Notebook for Training LLama3.1 8 Billion (4-bit Quantized) using SFTTrainer
This training is done on Kaggle Notebook enabling GPU(Required in quantized training/ inference).
install Dependencies
%%capture
!pip install -U transformers[torch] datasets
!pip install -q bitsandbytes trl peft accelerate
!pip install flash-attn --no-build-isolation
!pip install huggingface_hub
import Modules
from transformers import BitsAndBytesConfig, AutoTokenizer, AutoModelForCausalLM, TrainingArguments
from trl import SFTTrainer
from peft import LoraConfig
from huggingface_hub import notebook_login
import torch
from huggingface_hub import login
from datasets import Dataset
from kaggle_secrets import UserSecretsClient
import os
Remember to generate a Token with edit access on HuggingFace and add it as secret in Kaggle Notebook
hf_token = UserSecretsClient().get_secret("HF_TOKEN_LLAMA3")
login(token = hf_token)
os.environ["CUDA_VISIBLE_DEVICES"] = "0" # Use only GPU 0
Remember to Customize your own data with at least 1000 examples.
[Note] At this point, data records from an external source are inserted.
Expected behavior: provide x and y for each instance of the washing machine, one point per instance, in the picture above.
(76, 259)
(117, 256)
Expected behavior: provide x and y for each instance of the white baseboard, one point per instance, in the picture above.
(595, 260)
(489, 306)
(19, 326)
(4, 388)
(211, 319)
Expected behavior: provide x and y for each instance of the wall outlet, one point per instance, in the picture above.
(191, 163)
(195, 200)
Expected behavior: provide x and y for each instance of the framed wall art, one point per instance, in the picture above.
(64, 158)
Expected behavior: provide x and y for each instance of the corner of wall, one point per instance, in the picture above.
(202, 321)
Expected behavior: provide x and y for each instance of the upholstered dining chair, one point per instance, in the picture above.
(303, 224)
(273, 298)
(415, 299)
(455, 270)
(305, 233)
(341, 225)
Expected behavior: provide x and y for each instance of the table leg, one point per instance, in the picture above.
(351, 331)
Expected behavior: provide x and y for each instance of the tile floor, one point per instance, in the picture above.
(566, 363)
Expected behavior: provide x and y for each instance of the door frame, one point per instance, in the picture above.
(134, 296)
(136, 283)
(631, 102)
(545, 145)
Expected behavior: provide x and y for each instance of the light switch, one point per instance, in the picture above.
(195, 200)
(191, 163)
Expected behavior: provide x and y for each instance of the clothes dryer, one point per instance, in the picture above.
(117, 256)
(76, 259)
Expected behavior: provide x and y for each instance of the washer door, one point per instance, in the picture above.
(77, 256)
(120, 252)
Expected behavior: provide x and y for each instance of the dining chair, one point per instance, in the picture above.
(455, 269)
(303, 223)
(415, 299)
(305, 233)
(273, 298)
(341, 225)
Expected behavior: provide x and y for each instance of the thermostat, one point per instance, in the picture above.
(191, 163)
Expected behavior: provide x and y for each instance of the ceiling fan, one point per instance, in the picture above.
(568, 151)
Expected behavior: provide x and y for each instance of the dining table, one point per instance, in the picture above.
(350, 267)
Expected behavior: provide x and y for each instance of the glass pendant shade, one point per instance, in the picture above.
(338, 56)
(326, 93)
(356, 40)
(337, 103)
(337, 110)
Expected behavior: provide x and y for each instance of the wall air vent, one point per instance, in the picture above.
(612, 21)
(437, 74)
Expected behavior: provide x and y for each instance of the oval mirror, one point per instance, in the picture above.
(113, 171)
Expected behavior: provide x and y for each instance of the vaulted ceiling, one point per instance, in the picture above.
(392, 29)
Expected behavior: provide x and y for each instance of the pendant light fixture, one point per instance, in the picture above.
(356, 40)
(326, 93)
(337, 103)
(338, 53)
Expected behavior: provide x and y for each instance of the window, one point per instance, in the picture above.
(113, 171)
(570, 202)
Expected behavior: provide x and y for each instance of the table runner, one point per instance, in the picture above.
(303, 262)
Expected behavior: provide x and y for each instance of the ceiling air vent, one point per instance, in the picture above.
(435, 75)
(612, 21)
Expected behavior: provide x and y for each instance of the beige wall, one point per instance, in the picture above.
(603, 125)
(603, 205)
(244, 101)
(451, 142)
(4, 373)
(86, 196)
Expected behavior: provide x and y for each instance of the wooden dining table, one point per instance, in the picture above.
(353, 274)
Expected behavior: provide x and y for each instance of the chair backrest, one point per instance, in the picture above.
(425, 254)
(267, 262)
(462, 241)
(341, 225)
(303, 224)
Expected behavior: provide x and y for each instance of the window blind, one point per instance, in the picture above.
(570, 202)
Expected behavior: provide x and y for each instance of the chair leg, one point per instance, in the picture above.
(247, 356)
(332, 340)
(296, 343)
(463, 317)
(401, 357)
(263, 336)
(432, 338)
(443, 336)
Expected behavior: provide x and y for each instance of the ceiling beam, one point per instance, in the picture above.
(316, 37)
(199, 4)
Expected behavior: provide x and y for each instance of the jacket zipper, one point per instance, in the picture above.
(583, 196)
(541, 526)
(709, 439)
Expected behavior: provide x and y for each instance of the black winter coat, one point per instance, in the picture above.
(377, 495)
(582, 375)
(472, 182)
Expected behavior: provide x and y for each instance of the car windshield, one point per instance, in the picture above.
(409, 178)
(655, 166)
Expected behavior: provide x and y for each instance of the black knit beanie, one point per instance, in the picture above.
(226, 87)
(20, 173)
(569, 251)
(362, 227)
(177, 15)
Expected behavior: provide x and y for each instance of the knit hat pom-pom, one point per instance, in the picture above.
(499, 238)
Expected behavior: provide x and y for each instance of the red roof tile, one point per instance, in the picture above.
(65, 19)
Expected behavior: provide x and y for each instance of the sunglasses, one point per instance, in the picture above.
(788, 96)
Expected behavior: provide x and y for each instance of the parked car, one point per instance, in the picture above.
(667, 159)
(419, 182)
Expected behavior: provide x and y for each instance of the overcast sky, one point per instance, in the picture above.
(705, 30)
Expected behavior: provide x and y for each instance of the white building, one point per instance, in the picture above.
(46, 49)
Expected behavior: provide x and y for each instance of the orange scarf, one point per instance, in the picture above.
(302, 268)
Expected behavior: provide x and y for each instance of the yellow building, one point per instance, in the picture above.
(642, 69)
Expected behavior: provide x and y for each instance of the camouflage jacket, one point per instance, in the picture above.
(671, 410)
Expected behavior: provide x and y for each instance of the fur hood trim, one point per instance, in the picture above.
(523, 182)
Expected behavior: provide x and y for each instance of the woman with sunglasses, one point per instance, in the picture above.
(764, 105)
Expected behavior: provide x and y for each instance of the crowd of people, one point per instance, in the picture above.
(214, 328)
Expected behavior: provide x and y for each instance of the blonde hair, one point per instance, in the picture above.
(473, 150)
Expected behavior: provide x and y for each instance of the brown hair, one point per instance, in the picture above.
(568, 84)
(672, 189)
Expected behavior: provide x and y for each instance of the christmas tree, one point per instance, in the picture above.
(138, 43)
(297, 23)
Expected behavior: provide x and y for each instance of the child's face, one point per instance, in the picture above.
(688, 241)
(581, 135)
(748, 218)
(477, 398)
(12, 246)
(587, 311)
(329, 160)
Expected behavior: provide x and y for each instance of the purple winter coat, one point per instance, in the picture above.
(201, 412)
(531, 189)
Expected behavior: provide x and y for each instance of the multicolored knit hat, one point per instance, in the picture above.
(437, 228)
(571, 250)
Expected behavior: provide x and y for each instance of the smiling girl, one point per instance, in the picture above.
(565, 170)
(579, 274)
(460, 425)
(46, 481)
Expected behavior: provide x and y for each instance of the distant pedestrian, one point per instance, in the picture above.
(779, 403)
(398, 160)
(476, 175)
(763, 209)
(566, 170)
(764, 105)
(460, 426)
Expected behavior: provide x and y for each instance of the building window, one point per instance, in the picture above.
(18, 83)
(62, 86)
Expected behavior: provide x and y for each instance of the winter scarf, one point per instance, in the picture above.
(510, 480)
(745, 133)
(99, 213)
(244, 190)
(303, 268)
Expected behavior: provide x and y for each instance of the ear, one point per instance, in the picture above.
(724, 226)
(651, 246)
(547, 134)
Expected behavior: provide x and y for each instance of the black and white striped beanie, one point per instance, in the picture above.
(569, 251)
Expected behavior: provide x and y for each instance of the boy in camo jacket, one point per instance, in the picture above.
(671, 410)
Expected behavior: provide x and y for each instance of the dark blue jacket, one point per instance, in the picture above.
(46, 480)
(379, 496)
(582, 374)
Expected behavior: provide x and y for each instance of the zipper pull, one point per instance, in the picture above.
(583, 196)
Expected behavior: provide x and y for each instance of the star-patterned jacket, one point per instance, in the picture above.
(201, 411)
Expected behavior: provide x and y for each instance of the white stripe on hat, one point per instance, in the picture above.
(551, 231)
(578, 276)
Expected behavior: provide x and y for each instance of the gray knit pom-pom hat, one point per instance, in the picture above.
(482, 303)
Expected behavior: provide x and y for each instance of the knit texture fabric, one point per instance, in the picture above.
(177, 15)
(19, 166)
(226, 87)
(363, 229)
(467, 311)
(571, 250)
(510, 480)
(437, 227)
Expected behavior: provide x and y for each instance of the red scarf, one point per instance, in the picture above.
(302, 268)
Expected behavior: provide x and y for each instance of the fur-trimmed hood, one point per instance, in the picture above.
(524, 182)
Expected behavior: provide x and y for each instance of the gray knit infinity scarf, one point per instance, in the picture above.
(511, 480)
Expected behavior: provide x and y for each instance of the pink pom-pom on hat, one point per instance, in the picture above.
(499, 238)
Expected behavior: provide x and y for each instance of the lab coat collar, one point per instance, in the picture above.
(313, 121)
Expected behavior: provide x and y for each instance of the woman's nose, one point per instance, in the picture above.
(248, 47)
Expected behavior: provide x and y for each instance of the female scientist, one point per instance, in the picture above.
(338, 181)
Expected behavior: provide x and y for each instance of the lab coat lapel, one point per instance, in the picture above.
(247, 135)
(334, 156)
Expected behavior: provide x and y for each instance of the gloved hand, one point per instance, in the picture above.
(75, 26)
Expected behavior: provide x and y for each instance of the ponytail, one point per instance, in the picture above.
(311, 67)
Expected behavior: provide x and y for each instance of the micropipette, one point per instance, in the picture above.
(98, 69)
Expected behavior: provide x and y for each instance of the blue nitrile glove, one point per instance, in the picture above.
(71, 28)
Data_examples = [{"instruction":"Who has taken oath as Prime minister of India in 2024", "response":" Shri Narendra Modi has taken oath as Prime minister of india on 9th June 2024. He is now become prime minister having 3 consecutive terms."},...................................................................................,]
Process data to stringify only the text
field
processed_data = []
for example in Data_examples :
processed_data.append({'text':f"{example['instruction']} \n {example['response']}"})
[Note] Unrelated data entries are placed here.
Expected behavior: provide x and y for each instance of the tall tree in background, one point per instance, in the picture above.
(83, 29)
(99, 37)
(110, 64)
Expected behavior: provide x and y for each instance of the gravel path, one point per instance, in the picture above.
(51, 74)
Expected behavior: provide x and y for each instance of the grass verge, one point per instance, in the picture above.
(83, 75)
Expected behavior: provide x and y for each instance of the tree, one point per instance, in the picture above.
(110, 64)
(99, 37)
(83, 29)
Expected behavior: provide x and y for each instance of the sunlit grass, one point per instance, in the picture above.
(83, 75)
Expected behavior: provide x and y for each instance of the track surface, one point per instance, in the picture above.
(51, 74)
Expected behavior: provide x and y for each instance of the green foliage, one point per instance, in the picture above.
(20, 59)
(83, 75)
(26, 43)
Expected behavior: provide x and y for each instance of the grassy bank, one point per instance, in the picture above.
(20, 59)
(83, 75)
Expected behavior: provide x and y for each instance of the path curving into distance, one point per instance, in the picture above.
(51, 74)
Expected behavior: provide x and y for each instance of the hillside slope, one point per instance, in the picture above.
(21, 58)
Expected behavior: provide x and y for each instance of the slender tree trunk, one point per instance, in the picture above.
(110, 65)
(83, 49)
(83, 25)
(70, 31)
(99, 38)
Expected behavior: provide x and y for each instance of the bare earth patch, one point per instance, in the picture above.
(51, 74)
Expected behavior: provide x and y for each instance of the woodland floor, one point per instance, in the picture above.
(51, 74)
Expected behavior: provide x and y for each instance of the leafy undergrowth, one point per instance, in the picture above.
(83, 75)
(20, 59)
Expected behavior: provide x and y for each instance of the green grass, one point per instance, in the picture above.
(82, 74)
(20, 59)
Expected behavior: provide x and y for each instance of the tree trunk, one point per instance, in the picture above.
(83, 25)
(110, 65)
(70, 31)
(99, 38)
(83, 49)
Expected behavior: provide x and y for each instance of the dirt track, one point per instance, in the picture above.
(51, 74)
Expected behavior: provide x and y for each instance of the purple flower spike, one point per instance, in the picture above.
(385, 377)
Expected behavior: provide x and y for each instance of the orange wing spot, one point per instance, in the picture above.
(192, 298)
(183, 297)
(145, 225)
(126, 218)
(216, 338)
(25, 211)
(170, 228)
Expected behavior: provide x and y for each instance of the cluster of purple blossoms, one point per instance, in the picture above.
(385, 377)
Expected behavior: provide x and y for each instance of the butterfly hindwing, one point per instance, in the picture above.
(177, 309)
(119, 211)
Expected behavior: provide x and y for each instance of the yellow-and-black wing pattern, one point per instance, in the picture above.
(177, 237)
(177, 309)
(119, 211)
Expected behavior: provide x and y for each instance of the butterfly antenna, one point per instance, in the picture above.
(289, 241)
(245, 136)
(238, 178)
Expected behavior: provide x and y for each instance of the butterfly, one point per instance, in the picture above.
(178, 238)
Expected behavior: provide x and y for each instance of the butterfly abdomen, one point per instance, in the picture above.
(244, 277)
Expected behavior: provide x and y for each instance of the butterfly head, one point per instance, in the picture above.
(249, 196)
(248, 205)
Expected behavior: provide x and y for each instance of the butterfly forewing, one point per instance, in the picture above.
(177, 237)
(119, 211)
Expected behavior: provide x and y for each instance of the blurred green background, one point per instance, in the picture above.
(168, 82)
Create a Dataset from the list of dictionaries
dataset = Dataset.from_list(processed_data)
Split into train and test Data sets
dataset = dataset.train_test_split(test_size=0.01)
# Access train and test splits
train_dataset = dataset['train']
test_dataset = dataset['test']
Firstly add model to Kaggle notebook navigating to Add Input and Add LLama3.1 8 B in out Notebook
model_path="/kaggle/input/llama-3.1/transformers/8b-instruct/2" # Change it according to your model path in Notebook
trained_model_name = "Llama-3-8B-instruct-4bit-finetuned"
output_dir = 'kaggle/working/' + trained_model_name
For 4 bit quantization (Q-LoRA) set Configs
quantization_config = BitsAndBytesConfig(
load_in_4bit=True,
bnb_4bit_use_double_quant=True,
bnb_4bit_quant_type="nf4",
bnb_4bit_compute_dtype=torch.bfloat16,)
peft_config = LoraConfig(
r=16,
lora_alpha=16,
lora_dropout=0.1,
bias="none",
task_type="CAUSAL_LM",
target_modules=["q_proj", "k_proj", "v_proj", "o_proj"],
)
Load the Model and Tokenizer and set pad token
tokenizer = AutoTokenizer.from_pretrained(model_path)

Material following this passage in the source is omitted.